Blok kadınları

Perşembe günü öğlene doğru Emek, özgürlük ve Demokrasi Bloku kadın adaylarının basın toplantısı vardı. Bilindiği gibi on üç kadın adayı var bu bloğun. Temel olarak altı çizilen hususlar arasında Meclis’e kadın bakış açısının taşınması, bu bakış açısıyla erkek egemen iktidar söyleminin ortadan kaldırılması başı çekiyor. Toplumdaki cinsiyetçiliğin, homofobyanın, militarizmin, nefret söyleminin, milliyetçilikten kaynaklı şiddetin ve ekolojik katlin bertaraf edilmesi için bir an önce gerekli adımların atılmasına özel vurgu yapılıyor. Bu elbette çok önemli bir vurgu ve hayata geçirilirse ülkeye soluk aldıracak, birçok basamağı da net olarak görmemize ve somutlaştırmamıza yardımcı olacak.

Toplantıda ilk sözü Sebahat Tuncel aldı. Amaçlarının sadece parlamentoya girmek değil, erkeklerin kapladığı tüm alanları değiştirip dönüştürmek olduğunu söyledi. Kadınların sadece kadın sorunları ile değil dünyadaki bütün sorunlarla ilgilenir hale gelmelerinin önemini vurguladı. KADER’in kampanyasına atıfta bulundu, bu kampanyanın değerine değindi ama yeterli bulmadığını da belirtti. Meclis’teki kadınların ‘biyolojik olarak’ kadın olmalarının yetmeyeceğine, asıl olanın kadın bakış açısı olduğuna, bu bakış açısının da paha biçilmezliğine değindi Tuncel. Bu köşeden hep vurguladığımız çoğulluğa, karar verme mekanizmalarındaki kadın sesine, bu sesteki renkliliğe atıfta bulundu. Ardından Muğla’dan bağımsız aday olan Şehbal Şenyurt sözü aldı. Şenyurt, Giresun’da doğmuş, kendini ilk gençlik yıllarından bu yana bir dünya vatandaşı olarak tanımlayan bir aktivist ve gazeteci. Azınlık hakları, Kürt halkının özgürlük mücadelesi, kadın dayanışması ve ekolojik yaşamın korunması gibi konularda çalışmaları olan Şenyurt demokrasi mücadelesinin içinde yer almış. Onun da altını çizdiği en önemli husus politikanın sadece Meclis’te değil sokaklarda belirleniyor olması. İnsanların yaşam tanıklıklarının bu politikaları belirleyeceğine ve politikanın yaşamın içersinden beslendiğine inanıyor.

Şenyurt önemli bir gerçeğin altını çizdi konuşmasında.
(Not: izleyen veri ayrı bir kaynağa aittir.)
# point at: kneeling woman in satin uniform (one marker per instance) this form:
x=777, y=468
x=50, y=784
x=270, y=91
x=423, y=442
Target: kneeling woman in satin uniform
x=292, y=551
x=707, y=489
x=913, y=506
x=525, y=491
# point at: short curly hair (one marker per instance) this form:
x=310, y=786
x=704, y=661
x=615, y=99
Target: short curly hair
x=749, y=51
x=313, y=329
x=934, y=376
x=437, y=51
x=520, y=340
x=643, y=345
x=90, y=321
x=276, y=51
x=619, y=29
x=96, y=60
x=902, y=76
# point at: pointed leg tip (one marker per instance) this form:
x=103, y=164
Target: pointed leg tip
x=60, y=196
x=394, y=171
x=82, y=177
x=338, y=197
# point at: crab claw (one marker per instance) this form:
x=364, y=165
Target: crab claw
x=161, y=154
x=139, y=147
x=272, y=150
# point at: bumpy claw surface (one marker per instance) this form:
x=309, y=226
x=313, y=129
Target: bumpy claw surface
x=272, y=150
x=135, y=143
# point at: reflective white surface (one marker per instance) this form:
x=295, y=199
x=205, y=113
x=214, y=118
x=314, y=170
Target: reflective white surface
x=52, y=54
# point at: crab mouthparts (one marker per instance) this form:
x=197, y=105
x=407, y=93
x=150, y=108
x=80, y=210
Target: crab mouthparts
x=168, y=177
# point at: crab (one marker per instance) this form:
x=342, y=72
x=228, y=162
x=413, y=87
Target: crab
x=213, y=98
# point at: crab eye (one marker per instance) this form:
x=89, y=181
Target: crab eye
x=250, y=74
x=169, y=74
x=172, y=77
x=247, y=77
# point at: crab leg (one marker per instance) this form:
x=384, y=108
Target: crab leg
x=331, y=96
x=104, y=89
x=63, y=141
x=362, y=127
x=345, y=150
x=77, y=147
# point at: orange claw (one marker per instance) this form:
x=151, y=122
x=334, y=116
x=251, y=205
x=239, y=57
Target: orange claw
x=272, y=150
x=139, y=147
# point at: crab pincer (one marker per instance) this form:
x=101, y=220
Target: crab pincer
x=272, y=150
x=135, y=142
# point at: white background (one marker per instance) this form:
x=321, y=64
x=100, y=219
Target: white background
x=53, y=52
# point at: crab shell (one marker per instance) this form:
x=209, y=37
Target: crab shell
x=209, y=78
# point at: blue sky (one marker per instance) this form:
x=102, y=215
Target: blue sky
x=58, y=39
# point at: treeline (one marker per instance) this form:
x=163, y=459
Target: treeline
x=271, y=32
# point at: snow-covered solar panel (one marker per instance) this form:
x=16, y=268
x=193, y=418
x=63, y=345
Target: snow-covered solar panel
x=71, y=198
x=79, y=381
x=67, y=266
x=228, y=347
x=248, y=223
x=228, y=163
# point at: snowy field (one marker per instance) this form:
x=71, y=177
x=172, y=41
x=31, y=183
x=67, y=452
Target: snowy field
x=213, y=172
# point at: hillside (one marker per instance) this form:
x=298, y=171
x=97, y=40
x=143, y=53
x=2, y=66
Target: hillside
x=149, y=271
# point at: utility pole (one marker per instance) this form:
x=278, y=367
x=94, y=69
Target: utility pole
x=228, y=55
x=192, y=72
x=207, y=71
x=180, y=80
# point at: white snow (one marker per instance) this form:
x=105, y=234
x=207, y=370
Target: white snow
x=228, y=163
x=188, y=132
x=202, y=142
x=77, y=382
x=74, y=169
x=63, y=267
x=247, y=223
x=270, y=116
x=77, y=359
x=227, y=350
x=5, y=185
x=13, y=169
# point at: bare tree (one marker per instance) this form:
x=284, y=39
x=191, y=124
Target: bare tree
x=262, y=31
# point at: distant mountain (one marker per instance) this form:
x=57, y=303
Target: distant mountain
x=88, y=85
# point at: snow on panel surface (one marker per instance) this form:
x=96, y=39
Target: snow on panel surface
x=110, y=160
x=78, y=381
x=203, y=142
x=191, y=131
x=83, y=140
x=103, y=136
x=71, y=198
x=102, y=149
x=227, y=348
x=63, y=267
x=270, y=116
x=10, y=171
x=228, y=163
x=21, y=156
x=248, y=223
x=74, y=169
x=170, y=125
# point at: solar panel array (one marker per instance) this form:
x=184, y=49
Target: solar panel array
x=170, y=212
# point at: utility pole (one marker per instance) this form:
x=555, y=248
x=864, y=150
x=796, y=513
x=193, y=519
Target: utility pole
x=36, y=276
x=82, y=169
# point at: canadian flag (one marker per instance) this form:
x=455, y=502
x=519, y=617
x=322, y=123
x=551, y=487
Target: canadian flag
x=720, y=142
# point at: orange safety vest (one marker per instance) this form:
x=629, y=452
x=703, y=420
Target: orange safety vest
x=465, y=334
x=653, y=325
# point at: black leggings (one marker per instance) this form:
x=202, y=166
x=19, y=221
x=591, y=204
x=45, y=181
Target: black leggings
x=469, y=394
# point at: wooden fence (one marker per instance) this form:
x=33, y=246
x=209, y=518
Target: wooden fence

Türkiye’de alt katmanlara itilmiş olan emek sorunlarının, örgütsüzleştirmenin, depolitizasyon sorunlarının gerçekte hiç tartışılmadığına, bütün hayatın yeniden örgütlenmesinin aciliyetine vurgu yaptı. Bu örgütlenmede kadın dili, üslubu, kadın perspektifinin ağırlık kazanmasının politika için olmazsa olmazlığına değindi. Şenyurt’un Muğla’dan aday olmasının temel gerekçeleri bölgede uygulanan enerji politikalarına, HES’lerin vurdumduymazlığına söz konusu tavırla ‘dur’ demek! ‘çünkü kadınlar her konuda olduğu gibi doğanın katledilmesi konusunda da daha duyarlı!’ diyor Şenyurt. ‘Ama ne yazık ki hâlâ erkeklere ön sıraları veriyorlar!’ Buluşmanın manifesto niteliğindeki metnini Melek Ulagay okudu. ülkede demokrasinin yerleşmesi için 45 yılını verdiğini belirten Ulagay, sadece kadınların iktidarı sorgulama gücüne sahip canlılar olduğunu söyledi. ‘Bu seçimler hepimiz ve Türkiye aç ısından çok önemli’ dedi Ulagay. ‘Erkek iktidar biçimlerinin alenen ne olduğunu gördük!’ Besbelli ki artık sıra kadınların olmalıydı!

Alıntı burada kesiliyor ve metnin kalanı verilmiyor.